Ah yes, cardinal sin, I didn’t explicitly declare the specific paths to signal-cli, echo, mv, fuck, any command at all. Call the script yourself, works, cron calls? Lost. Fixup. Dive into vim. Find your cheatsheet. Gah.

Finally, good god watch it work. 6am every day, a machine you “rescued from the landfill” with some half-forgotten linux distro you can’t remember is actually working and that’s fine. Now, when it’s Sep 03, 2021, you can search on Sep 01, 2021, to get back and manually journal what you remember telling people, because there it is. Click-drag.

All because metadata isn’t searchable. I got what I wanted. Everyone can benefit from it too. But it is complete mess.

This is why entire afternoons are incinerated on the pyre of “Fuck, I wanted XYZ, but the devs don’t speak English, their angel investors aren’t interested, and nobody but me would ever want this feature… so… fuuuuuuuuuuu”

I suppose I could attempt to ask for whatever it is I think would be good, but devs live on the moon, or as much as would be useful, they do. So no. We don’t tell devs anything. We just muck about, finding fragments on GitHub, trying not to get sick that Microsoft owns them now.

So you find gists, you find forked projects, you find python code fragments. The dependencies aren’t circular-misadventures-into-the-fog, you try to remember basic linux stuff because you haven’t had to screw around with any of it for decades and crontab went off to the same Elysium Fields that Trigonometry went off to…

Google Fu. Another worrisome “house of cards” right there too, but lets not look too closely at it, lest it collapse. Or sell our identity to Belorussians.

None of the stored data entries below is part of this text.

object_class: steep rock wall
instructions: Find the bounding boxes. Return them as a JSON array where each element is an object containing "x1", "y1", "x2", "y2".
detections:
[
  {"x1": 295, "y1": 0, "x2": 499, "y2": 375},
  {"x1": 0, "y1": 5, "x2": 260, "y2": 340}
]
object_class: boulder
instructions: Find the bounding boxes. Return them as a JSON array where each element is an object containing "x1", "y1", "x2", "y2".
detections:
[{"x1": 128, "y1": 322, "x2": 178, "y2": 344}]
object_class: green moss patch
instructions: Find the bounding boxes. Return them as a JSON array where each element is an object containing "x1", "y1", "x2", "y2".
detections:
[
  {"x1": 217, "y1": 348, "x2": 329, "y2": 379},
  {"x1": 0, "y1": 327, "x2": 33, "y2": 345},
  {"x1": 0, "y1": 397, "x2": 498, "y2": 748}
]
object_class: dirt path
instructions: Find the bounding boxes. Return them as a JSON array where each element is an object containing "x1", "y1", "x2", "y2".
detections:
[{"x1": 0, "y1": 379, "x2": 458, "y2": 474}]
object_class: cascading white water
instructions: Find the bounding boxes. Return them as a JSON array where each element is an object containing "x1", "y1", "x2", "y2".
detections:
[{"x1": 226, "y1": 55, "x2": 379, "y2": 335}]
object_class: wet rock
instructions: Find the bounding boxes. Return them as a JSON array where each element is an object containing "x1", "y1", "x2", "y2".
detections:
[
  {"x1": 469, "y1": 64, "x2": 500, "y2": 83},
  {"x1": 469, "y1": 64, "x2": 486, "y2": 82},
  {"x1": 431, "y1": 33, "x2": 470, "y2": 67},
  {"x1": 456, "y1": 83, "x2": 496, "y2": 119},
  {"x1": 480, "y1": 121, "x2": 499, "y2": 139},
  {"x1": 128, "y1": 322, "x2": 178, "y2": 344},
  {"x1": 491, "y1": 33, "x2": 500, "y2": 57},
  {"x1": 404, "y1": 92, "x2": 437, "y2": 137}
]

It doesn’t take much at all. Fragile houses of cards built on other fragile houses of cards. People mobbing on top, like hapless Eloi sitting down at the picnic tables and never having a single bright shiny thought in their pretty little heads because food is always right there, on the table, same time every day. Meanwhile, underneath, the Morlocks are banging on pipes, and every once in a while grabbing an Eloi for a snack.

That’s the Internet. Humanity on top of the Internet. The rot in Layer 8.

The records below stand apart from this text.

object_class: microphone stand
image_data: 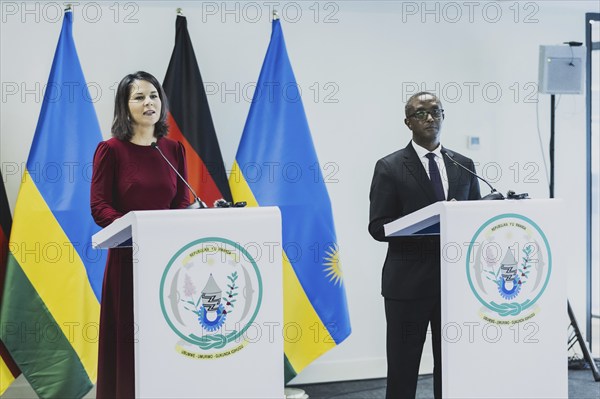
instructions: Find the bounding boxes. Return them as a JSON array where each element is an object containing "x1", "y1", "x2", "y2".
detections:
[
  {"x1": 187, "y1": 198, "x2": 206, "y2": 210},
  {"x1": 442, "y1": 151, "x2": 506, "y2": 200},
  {"x1": 442, "y1": 151, "x2": 530, "y2": 200},
  {"x1": 151, "y1": 142, "x2": 207, "y2": 209},
  {"x1": 151, "y1": 143, "x2": 246, "y2": 209}
]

And all you really do is shrug. You hope for a better world. Every once in a really long while you stumble blindly over something truly elegant. It’s like tripping over Rivendell and spotting an Elf walking along a curated beautiful path of perfectly carved scrollwork.

And it’s only momentary. The pile of constantly shifting wreckage we call the modern world continues to shudder and throb. It all works, and you marvel that these people manage to continue to live in all of this… wreckage.